I think you're on the right track in trying to import this data in two queries, one for the header information and one for the transaction data. You can then bring the header information back into the transaction data query as separate columns containing the key information for each.
In the attached file I've appended the tables of data in the PDF in the Transactions query, and then in a separate query called Headers I've extracted the header info. I've then brought that info into the Transactions query. See file attached.
Note: you'll need to edit the connection to point at the PDF on your PC. You can do this in the Power Query editor via the Home tab > Data source settings > Change Source.
Also, you'll need to rename the 'custom.n' headers and probably clean them up a bit more, but hopefully you'll get the idea.
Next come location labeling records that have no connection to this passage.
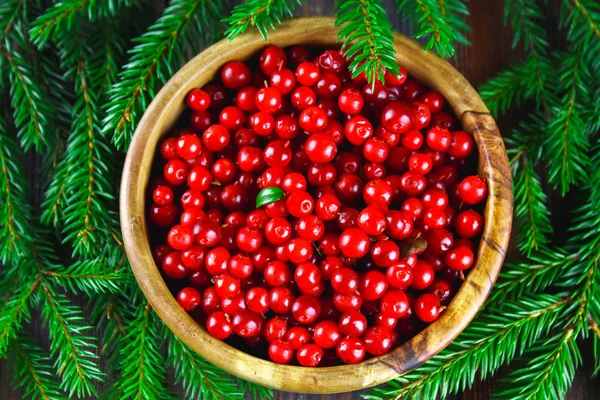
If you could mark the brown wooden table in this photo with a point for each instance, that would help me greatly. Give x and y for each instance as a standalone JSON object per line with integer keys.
{"x": 489, "y": 53}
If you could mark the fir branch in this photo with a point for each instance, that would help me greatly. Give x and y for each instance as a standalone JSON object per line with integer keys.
{"x": 32, "y": 111}
{"x": 16, "y": 311}
{"x": 32, "y": 370}
{"x": 76, "y": 361}
{"x": 532, "y": 217}
{"x": 90, "y": 276}
{"x": 549, "y": 371}
{"x": 366, "y": 36}
{"x": 62, "y": 16}
{"x": 539, "y": 271}
{"x": 493, "y": 339}
{"x": 87, "y": 191}
{"x": 200, "y": 378}
{"x": 14, "y": 207}
{"x": 566, "y": 141}
{"x": 262, "y": 14}
{"x": 581, "y": 18}
{"x": 439, "y": 28}
{"x": 256, "y": 391}
{"x": 142, "y": 369}
{"x": 512, "y": 86}
{"x": 153, "y": 60}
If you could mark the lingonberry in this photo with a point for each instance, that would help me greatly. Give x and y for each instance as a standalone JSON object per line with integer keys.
{"x": 277, "y": 273}
{"x": 378, "y": 340}
{"x": 327, "y": 334}
{"x": 351, "y": 350}
{"x": 472, "y": 190}
{"x": 372, "y": 221}
{"x": 219, "y": 325}
{"x": 357, "y": 130}
{"x": 427, "y": 307}
{"x": 284, "y": 81}
{"x": 306, "y": 309}
{"x": 354, "y": 243}
{"x": 309, "y": 355}
{"x": 235, "y": 75}
{"x": 189, "y": 298}
{"x": 312, "y": 119}
{"x": 320, "y": 148}
{"x": 298, "y": 336}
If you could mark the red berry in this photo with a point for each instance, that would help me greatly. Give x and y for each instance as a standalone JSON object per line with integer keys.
{"x": 235, "y": 75}
{"x": 320, "y": 148}
{"x": 189, "y": 299}
{"x": 306, "y": 309}
{"x": 427, "y": 307}
{"x": 354, "y": 243}
{"x": 219, "y": 325}
{"x": 472, "y": 190}
{"x": 351, "y": 350}
{"x": 309, "y": 355}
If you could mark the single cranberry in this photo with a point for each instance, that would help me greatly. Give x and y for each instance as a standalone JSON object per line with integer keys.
{"x": 472, "y": 189}
{"x": 357, "y": 130}
{"x": 354, "y": 243}
{"x": 247, "y": 324}
{"x": 427, "y": 307}
{"x": 219, "y": 325}
{"x": 309, "y": 355}
{"x": 351, "y": 350}
{"x": 306, "y": 309}
{"x": 235, "y": 75}
{"x": 189, "y": 299}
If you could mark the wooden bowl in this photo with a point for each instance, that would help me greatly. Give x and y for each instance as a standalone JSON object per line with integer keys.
{"x": 493, "y": 166}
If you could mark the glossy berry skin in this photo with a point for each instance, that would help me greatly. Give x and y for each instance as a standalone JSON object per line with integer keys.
{"x": 397, "y": 117}
{"x": 219, "y": 325}
{"x": 373, "y": 285}
{"x": 468, "y": 224}
{"x": 378, "y": 340}
{"x": 309, "y": 355}
{"x": 354, "y": 243}
{"x": 247, "y": 324}
{"x": 423, "y": 275}
{"x": 372, "y": 221}
{"x": 198, "y": 100}
{"x": 313, "y": 119}
{"x": 395, "y": 304}
{"x": 306, "y": 309}
{"x": 459, "y": 258}
{"x": 235, "y": 75}
{"x": 189, "y": 299}
{"x": 320, "y": 148}
{"x": 357, "y": 130}
{"x": 345, "y": 281}
{"x": 351, "y": 350}
{"x": 350, "y": 101}
{"x": 327, "y": 207}
{"x": 472, "y": 190}
{"x": 353, "y": 324}
{"x": 439, "y": 139}
{"x": 427, "y": 307}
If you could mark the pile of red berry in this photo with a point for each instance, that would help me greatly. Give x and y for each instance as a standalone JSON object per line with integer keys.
{"x": 307, "y": 216}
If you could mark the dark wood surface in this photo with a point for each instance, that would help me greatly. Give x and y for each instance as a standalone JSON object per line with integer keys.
{"x": 490, "y": 52}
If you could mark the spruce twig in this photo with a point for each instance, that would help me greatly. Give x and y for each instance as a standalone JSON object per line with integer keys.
{"x": 366, "y": 36}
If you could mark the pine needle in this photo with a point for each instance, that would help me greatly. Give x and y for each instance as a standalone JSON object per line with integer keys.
{"x": 366, "y": 36}
{"x": 154, "y": 59}
{"x": 32, "y": 370}
{"x": 261, "y": 14}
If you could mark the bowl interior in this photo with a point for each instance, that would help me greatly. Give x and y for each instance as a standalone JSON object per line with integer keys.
{"x": 163, "y": 113}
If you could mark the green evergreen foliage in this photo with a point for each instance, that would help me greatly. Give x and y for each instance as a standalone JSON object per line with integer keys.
{"x": 78, "y": 74}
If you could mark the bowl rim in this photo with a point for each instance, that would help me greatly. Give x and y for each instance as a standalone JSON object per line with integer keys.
{"x": 492, "y": 165}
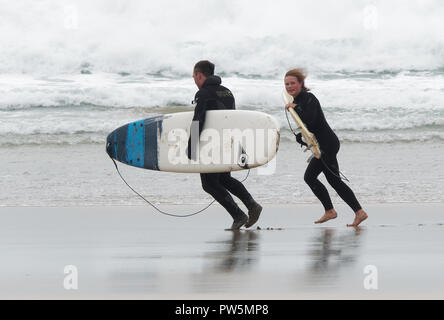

P.S. In future, please help us to read your questions by adding paragraphs. It's very difficult to read a solid block of text. I'd rather have too many paragraphs than none.
June 29, 2021
Thank you for your response and help on this. I’m going to hop on excel and see if I can work through your solution now.
Every time I would delve into the multiple table scenario I kept coming across your “Get Multiple Files Containing Multiple Sheets” Video, but I think I was getting stuck on the part when you open the whole table up given that my data is not in excel workbook sheets and isn’t a clean layout.
The part I’m still confused about is how to get Power Query to recognize to run one transformation on certain parts of the document and another transformation on the other parts; and then combining them to run all on the same document over and over. I also looked into header mapping (which I think is what your explaining above), but couldn’t get it to recognize the headers. Probably because of errors in my code, maybe? I’ll with your file and see how I fare.
I definitely think I would benefit from your courses. I’m beginning to realize I probably don’t have the fundamental knowledge I need. I’ll be looking into that for a long term solution, since a good deal of my job is spent working with data that could benefit from Power Query.